Residential still reigns supreme for investors

Cairn sold 342 apartments at Griffith Wood in Dublin 9 to Greystar for €176.5 million. Picture: Ben Ryan Photography
Tina-Marie O’Neill

Property agent Hooke & MacDonald’s latest half-year investment report on residential investment in the Greater Dublin Area shows that the multi-family/private rented sector, or PRS, has been the most active investment asset class in Ireland for the past three years.

The report, a comprehensive analysis and review of all aspects of the multi- family investment sector, also contains projections for the year ahead including more investment interest in the commuter counties surrounding Dublin as well as a positive increase in regional city demand (in Cork, Galway and Limerick), and from new capital sources. They did note, however, that regional rental stock is at chronically low levels.

In the past five years, the multi-family/PRS sector has attracted more than €7 billion from Irish and international funders and investors, and is facilitating the construction of in excess of 12,000 new homes which, when fully completed, will house more than 25,000 people.

Some of the key findings of the report show that the ‘living sector’, which includes multi-family properties as well as logistics and life sciences, continues to attract funding and increased allocations of funding from international capital markets.

Ken MacDonald, Hooke & MacDonald’s managing director, said: “With the right conditions, housing supply in Ireland has the potential to benefit from these capital trends as the Irish multi-family investment market continues to mature, underpinned by a rising population, strong economic rationale, low vacancy rates, positive portfolio performances over the last two years, and a strong need for new homes.”

The report cited 4,670 multi-family properties as selling in Dublin last year across 36 main transactions of over €2 billion. The majority, some 87 per cent of them, were new-build properties.
The largest sale was the Ardstone transaction which involved multiple developments in the GDA and a reported €450 million for about 900 new- build properties.
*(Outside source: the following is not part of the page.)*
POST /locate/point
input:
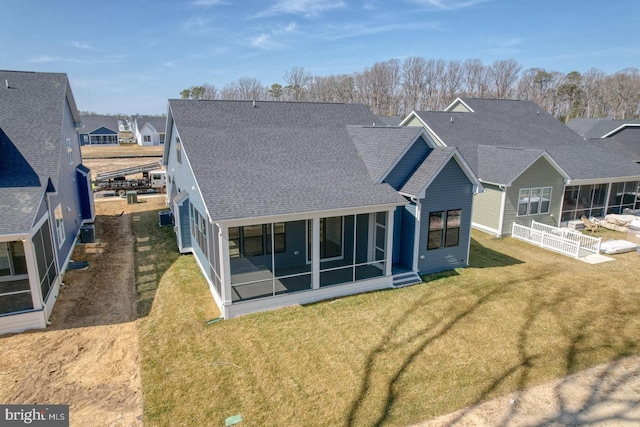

The largest transaction in a single location was the first major Irish residential forward-funded sale of 435 apartments at 8th Lock, Royal Canal Park, Dublin 15 for €200 million, which is being developed by Ballymore Group and forward-funded by Union Investment. Ballymore was advised by Hooke & MacDonald on the transaction.

Cairn was another big hitter, with sales revenues of €240.5 million in two significant transactions, selling 342 apartments at Griffith Wood in Dublin 9 to Greystar for €176.5 million and a further 107 apartments at Rostrevor Place in Rathgar, Dublin 6 to Hines European Core Fund for over €63.55 million.

Park Developments also completed a large forward sale in the year, achieving €127 million for the sale of 297 apartments at East Village, Clay Farm in Dublin 18.

Some 64 per cent, or 3,971 properties completed in Dublin in 2021 were apartments, an 84 per cent increase on the previous year; however that represents only a fifth of the demand in the capital.

The agent also highlighted a disconnect between local council aspirations for development, national policy and market realities which could put the future of the apartment construction and rental sectors at risk by way of proposed changes in the draft development plans for Dublin City Council and Dún Laoghaire Rathdown Council, for example.

Given expected and significant growth in the country’s population since the last census, the agent called for a review of the low National Planning Framework (NPF) housing completion projections in light of much higher current and future needs.

The report also examined purchasing trends and the exodus of smaller landlords from the market; pricing; prime yield performance, which is stable for new apartment builds and low/contracting for city centre, south Dublin suburbs and both inside and outside the M50 and the commuter belt.

It also looks at challenges to the multi-family sector, including the impact of the global pandemic, the effect of greater economic forces, housing strategy and framework issues, planning system problems and what is involved in meeting Ireland’s housing needs through the government’s Housing For All plan.

The report said: “The planning system is not fit for purpose and the out-of- control objector free-for-all, and now commonplace judicial reviews, in relation to new residential developments is grossly unfair to those in need of housing – bizarrely it’s not just well-housed members of the public that are objecting to new schemes but it’s also disingenuous politicians who are doing so, putting populism before principle.”

Also worth a read is the forensic examination and assessment by Downey Planning of the changes to the Strategic Housing Development (SHD), the new Large Scale Residential Development (LRD) process and other key changes to planning policy and legislation.

Hooke & MacDonald agents noted that the Dublin suburbs have seen much of the investment activity for new-build stock over the last four years and this is expected to continue.

“Opportunities in the wider Dublin area including Wicklow, Kildare and Meath are going to become more prevalent – in most cases this is the only way apartment developments are viable as Build-to-Sell pricing does not support funding or construction. Forward sales/purchases will remain the most prevalent form of investment for new projects,” the report said.

“Just over 20,000 new homes were built in Ireland in 2021. With a continued strong performance by homebuilders this could rise to over 26,000 in 2022 and to over 31,000 in 2023. However, this is very much dependent on the government dealing with funding and viability issues for apartment delivery and taking urgent legislative action to deal with planning objectors and judicial reviews which are holding up and putting at risk thousands of new homes for the sale and rental markets.